Republican Springfield alderman endorses Illinois marriage equality bill

Photo: Courtesy Cory Jobe.

Springfield Ald. Cory Jobe gives a speech last Fall. Photo: Courtesy Jobe.

SPRINGFIELD — With a vote on the measure in the Illinois House just days away, a Republican alderman from the State’s capitol city is throwing his support behind a bill that would legalize-same sex marriage.

Ald. Cory Jobe of Springfield’s Ward 6 — the only downstate elected official who is openly gay — said it’s about time he publicly stand up for marriage equality in his home state and urged other lawmakers, regardless of party, to do the same.

“You don’t see a lot of downstate elected officials talking about this and voicing their support about the issue so I think is time for me to stand up and do that,” Jobe told Chicago Phoenix. “I hope that me coming out and talking about this today will encourage other leaders to join me in saying it’s time to pass this bill.”

State recognition of gay and lesbian nuptials is about fairness and equal rights under the law, he said.

The legislation, the Religious Freedom and Marriage Fairness Act, will face its final hurdle — consideration before the full House of Representatives — as soon as March 12. The bill already cleared the Senate in a historic Valentine’s Day victory, and at least 60 votes in the House will propel the measure to the desk of Gov. Pat Quinn, who will promptly sign it into law.

As a moderate Republican, Jobe said his views are similar to the views of Comptroller Judy Baar Topinka, who he worked for when she was treasurer, and those of U.S. Sen. Mark Kirk.

“I think we should stay out of peoples lives,” Jobe said. “When we look at this issue of marriage equality, it contradicts what most people in the party are talking about. My views align with those of the more moderate leaders.”

Married gay and lesbian couples promote stronger families and communities, and “family values” is a very conservative thing, Topinka told the Daily Herald this week.

“I don’t care about what people do in their own lives, and as an openly gay individual, I want to be treated like everyone else,” Jobe said.

However, few other Illinois Republicans have publicly stated support for same-sex marriage.

Pat Brady, chairman of the Illinois Republican Party, has come under intense fire from GOP lawmakers for stating his “full-support” for the legislation during an earlier push for the bill in the January lame duck session and making personal calls to legislators to ask for their support. Sen.
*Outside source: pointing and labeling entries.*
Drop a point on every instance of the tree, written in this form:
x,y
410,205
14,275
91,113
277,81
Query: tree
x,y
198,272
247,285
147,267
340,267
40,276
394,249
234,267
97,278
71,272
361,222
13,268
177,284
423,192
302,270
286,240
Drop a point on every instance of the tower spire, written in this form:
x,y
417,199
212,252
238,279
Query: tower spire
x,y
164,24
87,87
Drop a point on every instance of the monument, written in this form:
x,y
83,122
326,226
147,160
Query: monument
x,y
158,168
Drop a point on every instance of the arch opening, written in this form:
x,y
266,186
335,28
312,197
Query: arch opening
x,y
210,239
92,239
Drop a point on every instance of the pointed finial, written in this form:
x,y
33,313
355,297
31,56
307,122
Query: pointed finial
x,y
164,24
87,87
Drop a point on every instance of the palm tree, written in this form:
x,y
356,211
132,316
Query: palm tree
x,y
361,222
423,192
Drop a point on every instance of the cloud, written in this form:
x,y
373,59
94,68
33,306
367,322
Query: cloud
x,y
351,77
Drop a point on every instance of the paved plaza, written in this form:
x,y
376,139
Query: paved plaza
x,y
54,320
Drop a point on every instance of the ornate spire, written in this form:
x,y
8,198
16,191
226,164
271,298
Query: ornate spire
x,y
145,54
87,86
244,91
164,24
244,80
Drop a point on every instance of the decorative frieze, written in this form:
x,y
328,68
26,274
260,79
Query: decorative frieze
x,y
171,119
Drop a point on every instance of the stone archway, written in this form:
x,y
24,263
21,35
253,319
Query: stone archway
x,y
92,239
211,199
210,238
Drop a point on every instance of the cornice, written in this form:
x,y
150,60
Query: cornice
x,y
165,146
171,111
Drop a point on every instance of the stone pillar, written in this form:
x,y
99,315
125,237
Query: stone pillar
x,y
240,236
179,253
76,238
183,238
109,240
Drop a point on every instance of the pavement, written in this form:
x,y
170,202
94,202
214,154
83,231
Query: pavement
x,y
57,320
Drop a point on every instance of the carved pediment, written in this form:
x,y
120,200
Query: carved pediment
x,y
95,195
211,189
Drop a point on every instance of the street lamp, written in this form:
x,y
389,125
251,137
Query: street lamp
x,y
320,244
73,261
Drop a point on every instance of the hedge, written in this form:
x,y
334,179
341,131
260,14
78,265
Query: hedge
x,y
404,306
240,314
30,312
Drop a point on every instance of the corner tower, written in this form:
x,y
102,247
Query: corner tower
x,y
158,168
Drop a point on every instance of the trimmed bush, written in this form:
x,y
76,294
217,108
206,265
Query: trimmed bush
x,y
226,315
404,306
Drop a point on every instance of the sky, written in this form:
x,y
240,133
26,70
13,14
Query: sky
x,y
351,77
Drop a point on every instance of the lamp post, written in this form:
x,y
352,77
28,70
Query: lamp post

Jim Oberweis (R-Sugar Grove) is leading an effort to oust Brady as chairman for his stance, alleging Brady went against the Republican Party’s platform, which defines marriage as between one man and one woman.

Topinka, Brady and House Minority Leader Tom Cross have come out in defense of Brady.

And when the Illinois Senate voted 34-21 to pass the marriage equality bill last month, only one Republican, Sen. Jason Barickman of Bloomington, voted in favor of the bill, stating “this is simply the right thing to do.”

Jobe echoes Topinka’s and Brady’s calls for the Republican Party to move forward on social issues if it wants to be attractive to young leaders — and voters.

“The time is running short, but our party does have to evolve and look at some of these issues,” he said. “And it’s disappointing — especially if this last election has any indication that this party has been off on many fronts.”

“I don’t want to put this issue and Republicans together,” Jobe added. “I’m just doing it because it’s the right thing to do.”